なのに、条くんを見る千帆さんの目は生き生きしていて、声も弾んでいて、確かに痩せてはいたけど、むしろあんなに細くて羨ましくなるくらい…綺麗だった。


すごく綺麗で、輝いてた。


幸せそうだった。


条くんにうんと愛されてるんだって、伝わってきて…


私はスーパーを出たとき、思わず「元気じゃん」って独り言を言ってしまった。



それが自分でもすごく意地悪に聞こえて、ハッとした。


千帆さんを見た瞬間、今までの同情が一気に嫉妬に変わってしまった。


夏に条くんと偶然会って手を繋いだ時から、私は、恋人じゃなくても、条くんと私の関係は、何か運命的な特別なものだと、勝手に思い込んで、夢を見ていた。


条くんが千帆さんのために頑張ってる。そう思うことで私も頑張れた。

離れてても、支え合ってるんだって、そう思ったから、私も強くいられた。


千帆さんの病気が良くなればいいと本気で願っていた。条くんの努力が報われますようにって祈ってた。


だけど、それは…本当に純粋な気持ちからそう思っていたんだろうかと、今になって思う。

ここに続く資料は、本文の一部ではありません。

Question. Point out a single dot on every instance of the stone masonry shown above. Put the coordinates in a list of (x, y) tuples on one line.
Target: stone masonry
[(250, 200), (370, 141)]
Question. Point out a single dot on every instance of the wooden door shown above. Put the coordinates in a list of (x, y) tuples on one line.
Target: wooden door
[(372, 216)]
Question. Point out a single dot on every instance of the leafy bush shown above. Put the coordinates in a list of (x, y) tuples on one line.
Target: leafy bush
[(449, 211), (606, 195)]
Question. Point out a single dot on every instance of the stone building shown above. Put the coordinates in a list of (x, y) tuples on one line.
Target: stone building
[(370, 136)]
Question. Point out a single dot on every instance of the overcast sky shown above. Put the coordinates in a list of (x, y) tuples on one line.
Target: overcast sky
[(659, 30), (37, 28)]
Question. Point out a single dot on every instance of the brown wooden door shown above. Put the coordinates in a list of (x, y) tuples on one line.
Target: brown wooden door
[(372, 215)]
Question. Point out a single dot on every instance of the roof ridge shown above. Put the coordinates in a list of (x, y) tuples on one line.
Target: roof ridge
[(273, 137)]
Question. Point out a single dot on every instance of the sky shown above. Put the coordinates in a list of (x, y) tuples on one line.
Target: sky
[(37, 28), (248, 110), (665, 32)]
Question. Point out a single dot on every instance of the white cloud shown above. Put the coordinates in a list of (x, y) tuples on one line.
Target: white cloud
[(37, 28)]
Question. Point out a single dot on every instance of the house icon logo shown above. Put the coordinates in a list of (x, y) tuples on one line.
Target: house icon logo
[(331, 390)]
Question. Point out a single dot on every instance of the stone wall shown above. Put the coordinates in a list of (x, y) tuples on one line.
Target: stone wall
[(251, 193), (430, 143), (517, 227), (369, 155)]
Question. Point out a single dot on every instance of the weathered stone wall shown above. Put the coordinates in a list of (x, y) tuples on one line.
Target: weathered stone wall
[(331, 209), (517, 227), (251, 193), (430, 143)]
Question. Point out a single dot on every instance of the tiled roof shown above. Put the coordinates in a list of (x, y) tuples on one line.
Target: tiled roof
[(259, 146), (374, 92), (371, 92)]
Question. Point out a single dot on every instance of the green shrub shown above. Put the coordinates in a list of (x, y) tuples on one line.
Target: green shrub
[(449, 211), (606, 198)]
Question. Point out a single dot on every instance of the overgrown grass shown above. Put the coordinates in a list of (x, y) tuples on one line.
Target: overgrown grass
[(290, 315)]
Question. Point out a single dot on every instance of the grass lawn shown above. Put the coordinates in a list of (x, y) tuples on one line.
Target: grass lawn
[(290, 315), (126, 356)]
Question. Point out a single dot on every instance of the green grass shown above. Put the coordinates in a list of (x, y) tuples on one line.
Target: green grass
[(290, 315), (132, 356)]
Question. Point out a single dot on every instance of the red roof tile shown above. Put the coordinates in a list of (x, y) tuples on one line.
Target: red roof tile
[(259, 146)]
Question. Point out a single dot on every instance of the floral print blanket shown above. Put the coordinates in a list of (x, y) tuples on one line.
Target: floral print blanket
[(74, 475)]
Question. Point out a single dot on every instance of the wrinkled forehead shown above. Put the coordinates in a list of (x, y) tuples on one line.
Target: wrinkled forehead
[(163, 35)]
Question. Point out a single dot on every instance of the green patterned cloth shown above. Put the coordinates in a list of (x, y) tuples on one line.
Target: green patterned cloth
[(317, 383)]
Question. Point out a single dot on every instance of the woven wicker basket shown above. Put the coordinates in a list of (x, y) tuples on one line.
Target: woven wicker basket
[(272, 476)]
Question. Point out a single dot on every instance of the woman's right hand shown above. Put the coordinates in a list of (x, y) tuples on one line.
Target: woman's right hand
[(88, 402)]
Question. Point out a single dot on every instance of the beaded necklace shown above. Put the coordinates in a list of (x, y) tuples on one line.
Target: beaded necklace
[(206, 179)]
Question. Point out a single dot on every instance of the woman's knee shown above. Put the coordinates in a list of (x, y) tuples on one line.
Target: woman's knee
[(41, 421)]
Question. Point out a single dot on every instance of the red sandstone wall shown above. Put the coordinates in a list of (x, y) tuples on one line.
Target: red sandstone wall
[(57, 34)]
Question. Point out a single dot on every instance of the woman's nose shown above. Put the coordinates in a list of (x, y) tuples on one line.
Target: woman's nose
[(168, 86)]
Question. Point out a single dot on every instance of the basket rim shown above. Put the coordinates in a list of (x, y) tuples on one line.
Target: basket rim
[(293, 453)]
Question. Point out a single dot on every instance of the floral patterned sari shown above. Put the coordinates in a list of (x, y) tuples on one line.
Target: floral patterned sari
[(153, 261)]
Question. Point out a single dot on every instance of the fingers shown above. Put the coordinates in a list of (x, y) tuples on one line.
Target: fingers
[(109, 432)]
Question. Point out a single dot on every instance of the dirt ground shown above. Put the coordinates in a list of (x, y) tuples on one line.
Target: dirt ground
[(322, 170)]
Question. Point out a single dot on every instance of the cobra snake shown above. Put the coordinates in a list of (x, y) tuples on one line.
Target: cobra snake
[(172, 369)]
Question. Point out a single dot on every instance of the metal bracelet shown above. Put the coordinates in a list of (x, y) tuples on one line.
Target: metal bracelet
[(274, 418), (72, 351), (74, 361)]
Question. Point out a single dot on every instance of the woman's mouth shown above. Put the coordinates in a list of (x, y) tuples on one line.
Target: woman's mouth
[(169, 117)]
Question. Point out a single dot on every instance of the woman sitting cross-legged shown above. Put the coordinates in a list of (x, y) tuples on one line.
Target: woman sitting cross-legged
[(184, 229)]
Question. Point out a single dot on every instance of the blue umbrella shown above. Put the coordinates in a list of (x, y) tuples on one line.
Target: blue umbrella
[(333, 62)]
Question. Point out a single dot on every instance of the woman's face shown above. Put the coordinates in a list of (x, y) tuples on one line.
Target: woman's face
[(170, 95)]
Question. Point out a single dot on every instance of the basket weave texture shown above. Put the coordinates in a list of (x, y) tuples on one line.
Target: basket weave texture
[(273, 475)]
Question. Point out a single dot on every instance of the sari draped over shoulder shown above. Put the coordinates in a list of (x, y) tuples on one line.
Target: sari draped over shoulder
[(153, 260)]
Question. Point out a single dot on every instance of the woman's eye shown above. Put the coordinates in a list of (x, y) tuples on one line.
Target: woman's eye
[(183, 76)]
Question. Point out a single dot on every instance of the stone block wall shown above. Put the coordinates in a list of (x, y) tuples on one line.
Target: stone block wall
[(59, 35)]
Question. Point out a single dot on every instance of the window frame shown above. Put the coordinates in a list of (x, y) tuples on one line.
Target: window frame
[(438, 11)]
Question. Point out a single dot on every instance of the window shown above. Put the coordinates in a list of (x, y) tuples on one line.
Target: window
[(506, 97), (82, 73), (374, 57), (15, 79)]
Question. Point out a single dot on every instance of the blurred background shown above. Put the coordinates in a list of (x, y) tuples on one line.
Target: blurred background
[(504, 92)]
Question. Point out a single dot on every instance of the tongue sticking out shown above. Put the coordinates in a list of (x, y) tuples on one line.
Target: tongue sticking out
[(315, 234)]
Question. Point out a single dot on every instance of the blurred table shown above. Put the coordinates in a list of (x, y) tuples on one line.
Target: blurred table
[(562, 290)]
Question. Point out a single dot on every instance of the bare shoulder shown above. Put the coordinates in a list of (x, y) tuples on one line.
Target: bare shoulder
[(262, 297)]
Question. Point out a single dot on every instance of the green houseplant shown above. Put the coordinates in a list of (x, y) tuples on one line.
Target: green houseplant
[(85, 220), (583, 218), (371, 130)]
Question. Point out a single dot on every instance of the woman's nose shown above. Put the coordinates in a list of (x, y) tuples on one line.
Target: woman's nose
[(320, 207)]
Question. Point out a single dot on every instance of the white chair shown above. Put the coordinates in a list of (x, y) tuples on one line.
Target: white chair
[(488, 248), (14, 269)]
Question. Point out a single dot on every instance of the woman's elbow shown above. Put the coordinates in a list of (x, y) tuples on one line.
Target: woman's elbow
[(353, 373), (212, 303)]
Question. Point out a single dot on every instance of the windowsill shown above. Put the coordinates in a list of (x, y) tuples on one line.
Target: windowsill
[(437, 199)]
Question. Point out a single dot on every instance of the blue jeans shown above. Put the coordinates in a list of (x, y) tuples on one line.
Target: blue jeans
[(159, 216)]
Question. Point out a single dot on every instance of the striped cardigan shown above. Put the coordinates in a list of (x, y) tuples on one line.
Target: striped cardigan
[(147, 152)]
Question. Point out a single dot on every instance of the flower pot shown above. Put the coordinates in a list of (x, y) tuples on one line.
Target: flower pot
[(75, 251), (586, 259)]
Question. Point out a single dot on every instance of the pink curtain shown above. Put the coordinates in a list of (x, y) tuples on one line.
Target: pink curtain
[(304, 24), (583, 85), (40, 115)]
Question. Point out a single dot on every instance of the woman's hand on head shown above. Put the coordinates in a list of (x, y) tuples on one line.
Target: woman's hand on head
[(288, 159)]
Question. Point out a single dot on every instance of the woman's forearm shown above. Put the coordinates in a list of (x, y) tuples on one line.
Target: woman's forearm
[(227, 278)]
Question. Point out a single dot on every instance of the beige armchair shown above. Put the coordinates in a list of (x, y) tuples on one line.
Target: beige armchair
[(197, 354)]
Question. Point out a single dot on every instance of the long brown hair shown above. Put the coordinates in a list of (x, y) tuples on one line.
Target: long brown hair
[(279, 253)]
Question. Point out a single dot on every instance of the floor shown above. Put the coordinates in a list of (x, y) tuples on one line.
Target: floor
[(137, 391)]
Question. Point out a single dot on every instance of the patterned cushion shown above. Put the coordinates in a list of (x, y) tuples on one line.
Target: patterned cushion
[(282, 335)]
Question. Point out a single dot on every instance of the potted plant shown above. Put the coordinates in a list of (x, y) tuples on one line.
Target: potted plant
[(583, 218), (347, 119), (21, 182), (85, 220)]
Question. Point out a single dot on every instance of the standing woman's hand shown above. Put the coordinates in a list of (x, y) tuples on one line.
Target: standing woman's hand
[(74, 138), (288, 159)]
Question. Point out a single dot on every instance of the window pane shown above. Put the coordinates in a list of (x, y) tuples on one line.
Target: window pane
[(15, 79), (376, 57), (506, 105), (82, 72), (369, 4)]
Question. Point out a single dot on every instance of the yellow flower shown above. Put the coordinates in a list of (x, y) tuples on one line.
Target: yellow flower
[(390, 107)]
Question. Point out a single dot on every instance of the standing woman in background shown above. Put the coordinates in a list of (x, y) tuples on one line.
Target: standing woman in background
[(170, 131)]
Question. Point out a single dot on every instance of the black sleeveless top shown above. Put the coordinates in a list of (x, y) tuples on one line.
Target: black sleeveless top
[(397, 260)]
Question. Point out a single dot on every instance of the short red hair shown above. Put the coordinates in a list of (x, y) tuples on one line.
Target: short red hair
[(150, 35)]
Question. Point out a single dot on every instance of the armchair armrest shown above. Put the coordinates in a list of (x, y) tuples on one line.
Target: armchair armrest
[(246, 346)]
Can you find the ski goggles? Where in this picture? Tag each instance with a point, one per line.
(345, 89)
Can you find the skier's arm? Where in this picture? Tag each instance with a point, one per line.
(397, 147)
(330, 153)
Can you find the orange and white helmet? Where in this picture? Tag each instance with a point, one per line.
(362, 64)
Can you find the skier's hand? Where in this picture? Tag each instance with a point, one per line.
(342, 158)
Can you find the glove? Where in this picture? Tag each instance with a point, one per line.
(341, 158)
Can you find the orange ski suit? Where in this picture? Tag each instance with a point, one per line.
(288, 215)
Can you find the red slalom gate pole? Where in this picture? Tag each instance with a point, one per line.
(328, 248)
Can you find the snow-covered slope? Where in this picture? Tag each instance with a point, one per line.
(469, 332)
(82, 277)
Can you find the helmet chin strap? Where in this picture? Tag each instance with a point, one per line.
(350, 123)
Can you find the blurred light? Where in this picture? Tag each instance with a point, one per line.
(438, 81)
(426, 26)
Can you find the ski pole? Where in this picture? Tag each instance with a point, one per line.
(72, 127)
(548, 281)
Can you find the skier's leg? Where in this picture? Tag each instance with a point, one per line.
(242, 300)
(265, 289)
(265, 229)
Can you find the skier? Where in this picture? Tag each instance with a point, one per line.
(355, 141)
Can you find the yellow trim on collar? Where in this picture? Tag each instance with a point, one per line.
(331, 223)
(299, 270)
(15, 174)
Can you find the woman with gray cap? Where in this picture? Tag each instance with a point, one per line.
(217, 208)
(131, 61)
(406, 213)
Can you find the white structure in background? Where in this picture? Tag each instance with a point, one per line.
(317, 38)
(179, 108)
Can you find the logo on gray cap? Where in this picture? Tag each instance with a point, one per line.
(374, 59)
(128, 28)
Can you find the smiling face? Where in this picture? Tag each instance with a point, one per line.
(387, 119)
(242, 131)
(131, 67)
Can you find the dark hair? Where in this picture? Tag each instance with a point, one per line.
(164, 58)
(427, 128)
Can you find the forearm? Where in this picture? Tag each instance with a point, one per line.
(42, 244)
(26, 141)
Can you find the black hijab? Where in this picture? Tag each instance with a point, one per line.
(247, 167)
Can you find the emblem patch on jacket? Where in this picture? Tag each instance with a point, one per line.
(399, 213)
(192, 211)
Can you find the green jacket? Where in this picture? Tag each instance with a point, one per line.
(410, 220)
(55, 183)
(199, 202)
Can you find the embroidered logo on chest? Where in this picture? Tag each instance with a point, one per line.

条くんが千帆さんと試練を乗り越えた先に、私は何かを期待してなかった?




条くんの笑顔。優しい声。




「桜…」


って条くんが私を呼ぶ。






「もう、あいつ、俺がそばにいなくても大丈夫なんだ」






いつか、そんな日が来ると、心のどこかで期待してなかった?




私と条くんの運命を信じてなかった?




バカだ。バカだよ。私。



そんなはずない。そんな日が来るわけない。


だって、あのふたりはあんなに愛し合ってるんだもん。



条くんは…


私を強くしたようにあの人を強くして、


私を励ましたようにあの人を励まして、


私を欲しがったようにあの人を欲して、


私を満たしたようにあの人を満たしているんだ。


今、この瞬間もあの人のそばで…。


条くんの笑顔も仕草も声も



あのとき繋いだ手も…


全部…もう…


私のところに戻って来ることはない。



そう思ったら涙が止まらなかった。